In this tutorial, we will use a pre-trained YOLOv5 model to carry out object detection on images and videos. We will carry out object detection using PyTorch YOLOv5 using the models available in the Ultralytics YOLOv5 repository.
In the last week’s tutorial, we used pre-trained PyTorch YOLOv3 models for inference on images and videos. This is a sort of a continuation of that post where we will compare how the YOLOv5 model performs in terms of detections and FPS.
- (This week): Object detection using PyTorch YOLOv5.
- (Last week): Object detection using PyTorch YOLOv3.
If you are reading this first, then I recommend that you go through the previous post and then come back to this. That way, you will have a much better idea of the detection results that we get here.
We will cover the following in this article.
- Use the Ultralytics YOLOv5 repository for inference on images and videos using pre-trained models.
- We will use both, the largest YOLOv5 model and the smallest YOLOv5 model for inference on videos. This will also let us compare the computation to the performance cost of both models.
We will use one image and one video from the previous tutorial so that we can compare the YOLOv5 detections and FPS with that of YOLOv3. Some of the images and videos are also going to be different and new so that the tutorial does not become completely boring.
Set Up the Project Directory
First, we need to set up the project directory properly to ensure that everything works properly. Create a directory for this this tutorial. Name it anything as per your choice.
Then clone the Ultralytics YOLOv5 repository using the following command.
git clone https://github.com/ultralytics/yolov5.git
You will see a yolov5
folder inside your current directory. cd
into the yolov5
folder. We will execute every command from within this folder only. We will only need the detect.py
Python script for all our detection purposes in this tutorial.
Requirements
The repository has some requirements to make the codes run properly. First, I will insist that you manually install the latest PyTorch framework version. I have used PyTorch 1.8 in this tutorial and this is the latest version at the time of writing this.

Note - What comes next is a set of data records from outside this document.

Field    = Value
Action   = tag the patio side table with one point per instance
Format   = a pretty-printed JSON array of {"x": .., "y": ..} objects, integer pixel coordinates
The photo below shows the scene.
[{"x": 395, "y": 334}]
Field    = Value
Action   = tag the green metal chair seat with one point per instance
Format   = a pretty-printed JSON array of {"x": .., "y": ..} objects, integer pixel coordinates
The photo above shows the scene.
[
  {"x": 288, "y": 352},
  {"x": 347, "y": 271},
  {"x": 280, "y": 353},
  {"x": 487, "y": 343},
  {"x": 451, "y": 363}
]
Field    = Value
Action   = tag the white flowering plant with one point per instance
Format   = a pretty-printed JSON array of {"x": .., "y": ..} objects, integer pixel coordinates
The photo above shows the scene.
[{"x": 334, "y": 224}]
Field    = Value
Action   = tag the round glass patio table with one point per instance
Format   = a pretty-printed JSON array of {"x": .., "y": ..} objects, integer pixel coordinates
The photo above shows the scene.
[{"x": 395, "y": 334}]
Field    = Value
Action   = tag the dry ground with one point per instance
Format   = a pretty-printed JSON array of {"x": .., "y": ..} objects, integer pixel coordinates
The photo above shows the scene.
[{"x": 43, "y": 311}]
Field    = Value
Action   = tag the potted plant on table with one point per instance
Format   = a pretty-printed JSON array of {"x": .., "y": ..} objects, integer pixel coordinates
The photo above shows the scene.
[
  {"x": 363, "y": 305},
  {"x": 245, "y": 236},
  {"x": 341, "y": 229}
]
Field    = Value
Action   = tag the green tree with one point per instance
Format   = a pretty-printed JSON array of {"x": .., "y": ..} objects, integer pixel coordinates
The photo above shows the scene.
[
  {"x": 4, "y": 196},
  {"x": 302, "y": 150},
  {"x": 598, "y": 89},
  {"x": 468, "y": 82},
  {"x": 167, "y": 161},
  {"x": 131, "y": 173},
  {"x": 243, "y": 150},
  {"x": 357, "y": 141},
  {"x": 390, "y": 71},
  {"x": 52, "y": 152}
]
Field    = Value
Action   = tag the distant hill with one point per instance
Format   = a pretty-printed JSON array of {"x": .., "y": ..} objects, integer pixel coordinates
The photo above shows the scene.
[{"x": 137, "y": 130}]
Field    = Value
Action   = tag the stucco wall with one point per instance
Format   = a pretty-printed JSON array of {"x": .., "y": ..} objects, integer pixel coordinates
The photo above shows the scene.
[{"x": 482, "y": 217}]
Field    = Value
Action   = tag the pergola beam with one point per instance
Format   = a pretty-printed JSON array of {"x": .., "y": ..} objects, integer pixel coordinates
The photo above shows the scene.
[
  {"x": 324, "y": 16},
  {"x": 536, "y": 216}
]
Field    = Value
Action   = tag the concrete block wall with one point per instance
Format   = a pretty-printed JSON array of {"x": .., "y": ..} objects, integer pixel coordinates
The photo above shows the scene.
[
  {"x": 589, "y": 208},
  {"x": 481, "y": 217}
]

After that, you can install the requirements as per the repository. Just execute the following command. Be sure to create a new Anaconda environment or Python virtual environment for this project. This will ensure that none of your other projects have any conflicts due to the installation of the requirements.
pip install -r requirements.txt
This should install all the required libraries.
Download the Pre-Trained PyTorch YOLOv5 Weights for Object Detection
We need the pre-trained weights to carry out inference on images and videos.
Execute the following command to download the pre-trained PyTorch YOLOv5 weihgts.
sh weights/download_weights.sh
It will download all four pre-trained weight files into the current working directory. They are yolov5s.pt
, yolov5m.pt
, yolov5l.pt
, and yolov5x.pt
indicating the small, medium, large, and extra large models respectively. Out of these, we will use only the small and extra larges models for all our detections.
The Input File
You can use any set of images and videos that you want for the inference and detections. But I am providing a zipped file that contains two images and two videos that will showcase the object detection ability of PyTorch YOLOv5 quite well. One image and one video are same as the previous post for comparison purposes.
After downloading the file, extract it inside the yolov5
folder and you are all set.
The final directory structure should be something like the following.
├── data │ ├── argoverse_hd.yaml │ ├── coco128.yaml ... ├── detect.py ├── Dockerfile ├── hubconf.py ├── input │ ├── image_1.jpg │ ├── image_2.jpg │ ├── video_1.mp4 │ └── video_2.mp4 ├── LICENSE ├── models │ ├── common.py │ ├── experimental.py │ ├── export.py │ ├── hub │ │ ├── anchors.yaml │ │ ├── yolov3-spp.yaml │ │ ├── yolov3-tiny.yaml ... │ ├── __init__.py │ ├── yolo.py │ ├── yolov5l.yaml │ ├── yolov5m.yaml │ ├── yolov5s.yaml │ └── yolov5x.yaml ├── README.md ├── requirements.txt ├── test.py ├── train.py ├── tutorial.ipynb ├── utils │ ├── activations.py │ ├── autoanchor.py ... ├── weights │ └── download_weights.sh ├── yolov5l.pt ├── yolov5m.pt ├── yolov5s.pt └── yolov5x.pt
I have highlighted all the important files and folders that we need for this tutorial. Those are the pre-trained PyTorch YOLOv5 weight files, the input
folder, and the detect.py
script.
Now, we are all set to execute the commands to carry out object detection using PyTorch YOLOv5.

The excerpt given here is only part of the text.